LA FORCE DE L’ÉVANGILE

5ème dimanche du Temps ordinaire – Année C

 

En ce temps-là, la foule se pressait autour de Jésus pour écouter la parole de Dieu, tandis qu’il se tenait au bord du lac de Génésareth.
Il vit deux barques qui se trouvaient au bord du lac ; les pêcheurs en étaient descendus et lavaient leurs filets.
Jésus monta dans une des barques qui appartenait à Simon, et lui demanda de s’écarter un peu du rivage. Puis il s’assit et, de la barque, il enseignait les foules.
Quand il eut fini de parler, il dit à Simon : « Avance au large, et jetez vos filets pour la pêche. »
Simon lui répondit : « Maître, nous avons peiné toute la nuit sans rien prendre ; mais, sur ta parole, je vais jeter les filets. »
Et l’ayant fait, ils capturèrent une telle quantité de poissons que leurs filets allaient se déchirer.
Ils firent signe à leurs compagnons de l’autre barque de venir les aider. Ceux-ci vinrent, et ils remplirent les deux barques, à tel point qu’elles enfonçaient.
À cette vue, Simon-Pierre tomba aux genoux de Jésus, en disant : « Éloigne-toi de moi, Seigneur, car je suis un homme pécheur. »
En effet, un grand effroi l’avait saisi, lui et tous ceux qui étaient avec lui, devant la quantité de poissons qu’ils avaient pêchés ;
et de même Jacques et Jean, fils de Zébédée, les associés de Simon. Jésus dit à Simon : « Sois sans crainte, désormais ce sont des hommes que tu prendras.»
Alors ils ramenèrent les barques au rivage et, laissant tout, ils le suivirent. (Lc 5,1-11)

Extrait de la Traduction Liturgique de la Bible - © AELF, Paris

 

L'épisode d'une pêche surprenante et inattendue sur le lac de Galilée a été écrit par l'évangéliste Luc afin d’encourager l'Église lorsqu’il constate l’échec de tous ses efforts pour communiquer son message. Ce qu’il nous dit est très clair : nous devons placer notre espoir dans la force et dans l'attrait de l'Évangile.
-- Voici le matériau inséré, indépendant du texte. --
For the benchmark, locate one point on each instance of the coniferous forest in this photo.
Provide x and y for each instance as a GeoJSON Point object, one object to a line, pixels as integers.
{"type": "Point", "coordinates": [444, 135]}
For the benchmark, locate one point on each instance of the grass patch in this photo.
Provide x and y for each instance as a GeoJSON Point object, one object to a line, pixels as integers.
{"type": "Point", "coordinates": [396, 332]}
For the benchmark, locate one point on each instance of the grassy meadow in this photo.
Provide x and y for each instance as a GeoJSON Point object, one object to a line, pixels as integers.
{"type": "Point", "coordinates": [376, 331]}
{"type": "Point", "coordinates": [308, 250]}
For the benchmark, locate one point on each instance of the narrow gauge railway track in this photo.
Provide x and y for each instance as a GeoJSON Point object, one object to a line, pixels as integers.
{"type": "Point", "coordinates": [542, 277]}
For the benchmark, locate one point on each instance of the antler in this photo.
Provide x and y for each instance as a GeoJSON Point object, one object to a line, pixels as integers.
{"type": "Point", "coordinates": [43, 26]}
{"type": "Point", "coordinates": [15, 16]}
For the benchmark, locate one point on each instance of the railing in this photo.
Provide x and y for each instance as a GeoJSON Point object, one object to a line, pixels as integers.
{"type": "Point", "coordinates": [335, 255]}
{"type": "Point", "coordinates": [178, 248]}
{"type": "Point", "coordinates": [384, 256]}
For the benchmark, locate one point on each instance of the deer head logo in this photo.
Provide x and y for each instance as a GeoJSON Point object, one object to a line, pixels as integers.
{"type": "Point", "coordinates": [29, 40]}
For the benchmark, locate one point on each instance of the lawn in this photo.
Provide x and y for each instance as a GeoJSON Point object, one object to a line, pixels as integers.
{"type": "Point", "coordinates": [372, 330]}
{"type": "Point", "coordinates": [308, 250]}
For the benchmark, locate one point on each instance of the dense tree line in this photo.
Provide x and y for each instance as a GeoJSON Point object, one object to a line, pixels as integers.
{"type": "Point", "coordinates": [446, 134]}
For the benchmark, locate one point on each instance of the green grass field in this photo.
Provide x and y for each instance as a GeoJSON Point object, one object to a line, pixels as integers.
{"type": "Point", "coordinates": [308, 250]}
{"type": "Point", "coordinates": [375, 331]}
Le récit commence par une scène insolite. Jésus est debout sur le bord du lac et les gens se pressent autour de lui pour entendre la Parole de Dieu. Ils ne viennent pas attirés par la curiosité. Ils ne s’approchent pas pour voir des prodiges. Ils veulent seulement entendre la Parole de Dieu de la bouche de Jésus.

Ce n'est pas samedi. Ils ne sont pas rassemblés dans la synagogue voisine de Capharnaüm pour entendre les lectures que l’on fait au peuple tout au long de l’année. Ils ne sont pas montés à Jérusalem pour écouter les prêtres du Temple. Ce qui les attire tant, c'est l'Évangile du Prophète Jésus, rejeté par les voisins de Nazareth. La scène de la pêche est également inhabituelle. Lorsque, la nuit, au moment le plus propice pour pêcher, Pierre et ses compagnons travaillent seuls, ils n'obtiennent aucun résultat. Quand, le jour, ils lancent leurs filets en ne faisant confiance qu'à la Parole de Jésus qui guide leur travail, ils obtiennent contre toute attente une pêche abondante.

En arrière-plan des données qui rendent la crise du christianisme de plus en plus évidente parmi nous, il existe un fait indéniable : l’Église perd sans arrêt le pouvoir d’attraction et la crédibilité dont elle jouissait il ya quelques années. Nous ne devons pas nous tromper.

Nous chrétiens, nous avons expérimenté que notre capacité à transmettre la foi aux nouvelles générations diminue de plus en plus. Les efforts et les initiatives ne manquent pas. Mais apparemment, il ne s’agit pas seulement d’inventer de nouvelles stratégies.

Le moment est venu de se souvenir que dans l'Évangile de Jésus, il y a une force d'attraction qui n'existe pas en nous. Voici la question la plus décisive : allons-nous continuer à « faire les choses » à partir d’une Église qui perd de son pouvoir d’attraction et de sa crédibilité, ou allons-nous consacrer toute notre énergie à recouvrer l'Évangile comme seule force capable d'engendrer la foi chez les hommes et les femmes d'aujourd'hui ?

Ne devons-nous pas mettre l'Évangile au premier plan de tout ? Le plus important dans ces moments critiques ce ne sont pas les doctrines élaborées au cours des siècles, mais la vie et la personne de Jésus. Que les gens viennent prendre part à nos affaires n’est pas décisif mais qu'ils puissent entrer en contact avec lui. La foi chrétienne ne s’éveille que lorsque les gens rencontrent des témoins qui rayonnent le feu de Jésus.